Accanto alle figurine votive che riproducono le fattezze degli esseri umani se ne ritrovano altre che riproducono immagini di creature fantastiche o di animali realmente esistenti. Le rappresentazioni di ricci, scorpioni e ippopotami, si ritrovano soltanto in particolari contesti, mentre le statuette con sembianze di babbuino sono state ritrovate un po’ ovunque. In quanto offerte votive, tutte le figurine avevano un significato particolare, che ancora oggi ci sfugge; inoltre esse erano associate a richieste ben determinate, tipiche e molto probabilmente anche esclusive. L’atto di offrire l’immagine di un babbuino o di un qualsiasi altro animale – realmente esistente in natura o frutto della fantasia umana – può essere concepito solo se si considera l’idea che gli antichi egizi avevano di tali animali, e di conseguenza anche delle statuette che li raffiguravano; animali che erano ritenuti, infatti, come possessori di particolari poteri magici, se non addirittura divini, tali da riuscire ad esaudire le varie richieste dei fedeli o del popolo.

Il culto degli animali sacri è proprio delle credenze religiose popolari primitive.
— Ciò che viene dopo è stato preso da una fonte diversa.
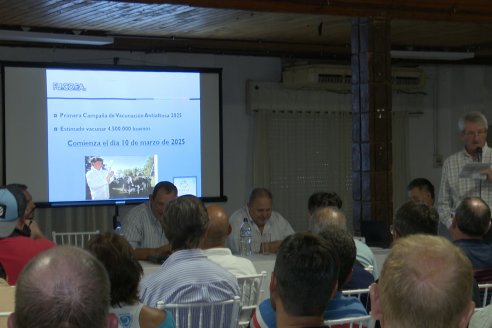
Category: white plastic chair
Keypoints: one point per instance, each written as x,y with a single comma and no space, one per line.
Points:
485,294
78,239
355,322
251,290
361,294
206,315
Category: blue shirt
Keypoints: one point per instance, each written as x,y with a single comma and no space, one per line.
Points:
337,308
187,276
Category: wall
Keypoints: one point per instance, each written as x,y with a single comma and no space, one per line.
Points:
450,90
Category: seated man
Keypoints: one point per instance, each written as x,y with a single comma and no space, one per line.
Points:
339,306
187,276
215,240
425,282
471,221
415,218
63,287
125,272
325,217
20,236
262,219
142,226
303,280
421,190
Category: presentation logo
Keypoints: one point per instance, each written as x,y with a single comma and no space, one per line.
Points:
68,86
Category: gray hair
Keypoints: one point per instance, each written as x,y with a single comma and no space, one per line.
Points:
62,287
472,117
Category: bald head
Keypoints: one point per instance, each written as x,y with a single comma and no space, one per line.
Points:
218,228
328,216
62,287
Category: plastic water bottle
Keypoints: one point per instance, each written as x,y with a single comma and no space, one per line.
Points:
117,229
245,238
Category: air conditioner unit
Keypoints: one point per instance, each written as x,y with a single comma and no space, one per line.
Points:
338,78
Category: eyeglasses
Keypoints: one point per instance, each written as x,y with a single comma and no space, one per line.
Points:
472,134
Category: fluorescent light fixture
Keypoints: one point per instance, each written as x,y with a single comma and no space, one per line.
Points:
431,55
55,38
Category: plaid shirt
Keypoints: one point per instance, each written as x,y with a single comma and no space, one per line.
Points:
453,189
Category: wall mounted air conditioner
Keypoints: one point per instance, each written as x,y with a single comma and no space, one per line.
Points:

In Egitto la zoolatria si è diffusa fin da tempi antichissimi. Durante l’epoca predinastica gli animali, che manifestavano, per un qualche motivo naturale, capacità uniche, furono considerati degni di assurgere allo stato di vere e proprie divinità, sia tutelari che cittadine.

Queste stesse divinità primordiali continueranno ad essere ritenute tali anche durante le epoche successive, poiché la tradizione egiziana preferiva conservare inalterate le forme e

mutare le identificazioni e le interpretazioni in base alle esigenze che di volta in volta si riproponevano. Ad esempio, il babbuino, la cui immagine è più diffusa, è stato successivamente assimilato ad una delle forme del dio Thot; l’ippopotamo alla dea Tauret; lo scorpione alla dea Serqet. Allo stesso modo dunque la raffigurazione del bambino accovacciato che porta l’indice della mano destra alla bocca, nel corso dei secoli, è stata spesso assimilata a divinità differenti.

In conclusione, soprattutto per la mancanza di fonti documentarie scritte, difficilmente si riesce a percepire la concezione religiosa che è dietro queste pratiche e a seguirne l’evoluzione, almeno, per le sue fasi iniziali. Il pensiero predinastico e protodinasico può aver subito nel corso del tempo radicali cambiamenti, e i vari simboli, che si sono conservati, possono aver mutato nel tempo il significato originale.

Personalmente suppongo sia possibile ritenere che queste statuette votive, fin dagli albori della civiltà, siano immagini volte a rappresentare le divinità, le uniche in grado di soddisfare i desideri delle popolazioni locali. Inoltre, l’accentramento di figure divine nelle zone templari è indice del fatto che i luoghi di culto cittadini giocavano un ruolo centrale nelle credenze della popolazione.